Mr. Agyei said at a press briefing in Accra that salaries paid to public workers consume between 57% and 58% of the government’s income, leaving little room for critical investments in health, infrastructure, and education. “This is a threat to fiscal sustainability,” he said. “Almost 60 percent of our revenues are used just to pay salaries. That’s a crowding-out effect—we are not creating space for other prioritized government expenditure.”
Mr. Agyei made the remarks at the launch of the African Association of Accountants General’s (AAAG) third Annual Conference, emphasizing the urgency of public sector reform to prevent longer-term fiscal imbalances.

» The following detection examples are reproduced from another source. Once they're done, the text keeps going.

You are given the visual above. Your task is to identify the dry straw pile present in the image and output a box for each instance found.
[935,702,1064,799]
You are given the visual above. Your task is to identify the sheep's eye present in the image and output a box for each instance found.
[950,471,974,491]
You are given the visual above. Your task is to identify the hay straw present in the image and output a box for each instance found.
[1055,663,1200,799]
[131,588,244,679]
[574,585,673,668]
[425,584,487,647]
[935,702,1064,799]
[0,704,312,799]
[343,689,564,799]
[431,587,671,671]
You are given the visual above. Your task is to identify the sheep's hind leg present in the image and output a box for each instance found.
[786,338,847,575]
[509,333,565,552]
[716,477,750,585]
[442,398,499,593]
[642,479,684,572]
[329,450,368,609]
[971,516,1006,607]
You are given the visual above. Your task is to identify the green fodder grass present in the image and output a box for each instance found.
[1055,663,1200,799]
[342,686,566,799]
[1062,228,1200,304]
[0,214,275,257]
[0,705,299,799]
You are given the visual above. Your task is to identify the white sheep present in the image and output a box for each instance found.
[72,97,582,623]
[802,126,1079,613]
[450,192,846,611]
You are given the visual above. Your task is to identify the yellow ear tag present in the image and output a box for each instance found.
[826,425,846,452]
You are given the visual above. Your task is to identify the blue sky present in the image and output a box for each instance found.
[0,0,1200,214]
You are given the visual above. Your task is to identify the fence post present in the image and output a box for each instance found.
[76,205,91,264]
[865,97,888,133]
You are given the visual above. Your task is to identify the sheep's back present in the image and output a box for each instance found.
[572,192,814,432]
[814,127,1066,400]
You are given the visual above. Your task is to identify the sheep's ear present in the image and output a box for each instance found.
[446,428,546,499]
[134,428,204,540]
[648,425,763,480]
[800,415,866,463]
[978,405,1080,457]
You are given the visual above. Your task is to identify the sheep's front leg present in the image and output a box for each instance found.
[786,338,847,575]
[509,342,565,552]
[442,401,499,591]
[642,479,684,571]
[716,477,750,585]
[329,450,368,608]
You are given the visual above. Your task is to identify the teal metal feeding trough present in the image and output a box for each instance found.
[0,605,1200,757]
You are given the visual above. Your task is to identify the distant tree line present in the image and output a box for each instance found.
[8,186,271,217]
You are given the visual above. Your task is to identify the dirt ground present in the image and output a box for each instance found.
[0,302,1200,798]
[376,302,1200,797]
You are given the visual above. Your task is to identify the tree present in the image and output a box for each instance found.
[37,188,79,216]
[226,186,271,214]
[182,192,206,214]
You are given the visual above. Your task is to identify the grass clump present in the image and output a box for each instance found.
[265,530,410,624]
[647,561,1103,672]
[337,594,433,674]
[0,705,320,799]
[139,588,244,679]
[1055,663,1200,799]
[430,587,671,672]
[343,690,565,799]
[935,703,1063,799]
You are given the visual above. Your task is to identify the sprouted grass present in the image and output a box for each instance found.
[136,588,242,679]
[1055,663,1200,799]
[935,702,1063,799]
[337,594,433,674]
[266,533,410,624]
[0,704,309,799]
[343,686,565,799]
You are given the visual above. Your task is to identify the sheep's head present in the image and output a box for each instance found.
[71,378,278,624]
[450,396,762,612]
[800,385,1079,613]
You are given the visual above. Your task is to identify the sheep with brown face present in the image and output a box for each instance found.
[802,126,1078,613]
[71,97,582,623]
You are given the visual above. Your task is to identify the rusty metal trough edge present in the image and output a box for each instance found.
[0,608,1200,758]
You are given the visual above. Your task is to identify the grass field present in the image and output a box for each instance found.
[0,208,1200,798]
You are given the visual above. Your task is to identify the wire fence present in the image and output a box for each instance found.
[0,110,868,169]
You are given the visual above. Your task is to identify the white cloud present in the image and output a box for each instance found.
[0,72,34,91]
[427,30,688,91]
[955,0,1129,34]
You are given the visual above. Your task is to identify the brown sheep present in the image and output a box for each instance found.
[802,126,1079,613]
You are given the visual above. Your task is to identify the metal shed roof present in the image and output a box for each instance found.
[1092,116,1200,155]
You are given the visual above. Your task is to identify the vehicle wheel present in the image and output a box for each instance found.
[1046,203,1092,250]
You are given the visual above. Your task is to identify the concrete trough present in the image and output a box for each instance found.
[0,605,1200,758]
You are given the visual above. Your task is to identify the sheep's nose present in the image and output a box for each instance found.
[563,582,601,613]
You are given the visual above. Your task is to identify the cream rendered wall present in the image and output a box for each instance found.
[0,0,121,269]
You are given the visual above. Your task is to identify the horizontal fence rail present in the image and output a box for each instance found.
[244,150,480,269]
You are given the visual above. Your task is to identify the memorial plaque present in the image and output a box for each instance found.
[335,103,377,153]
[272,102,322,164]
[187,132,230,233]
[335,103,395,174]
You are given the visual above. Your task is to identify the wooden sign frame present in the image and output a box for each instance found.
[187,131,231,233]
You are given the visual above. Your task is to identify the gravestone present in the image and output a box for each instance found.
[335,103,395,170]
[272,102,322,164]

The warning comes amid heightened pressure on the Mahama administration to keep spending in check while meeting the conditions of a multibillion-dollar agreement with the International Monetary Fund. The IMF program includes strict targets on deficit reduction and fiscal discipline, areas that Ghana is struggling to maintain under the weight of its wage commitments.
Earlier this year, organized labour agreed to a 10% salary increase after negotiations with government officials. President John Mahama urged unions to exercise restraint in future wage demands, assuring workers that further increases would be considered once economic conditions improve.
Still, analysts say containing the wage bill will be a central challenge to achieving Ghana’s fiscal goals. “Without decisive action, the wage envelope will continue to erode fiscal space, making it increasingly difficult to fund development priorities,” said one senior economist familiar with the government’s budgeting process.
The government is expected to outline further cost-saving measures in its mid-year budget review next month.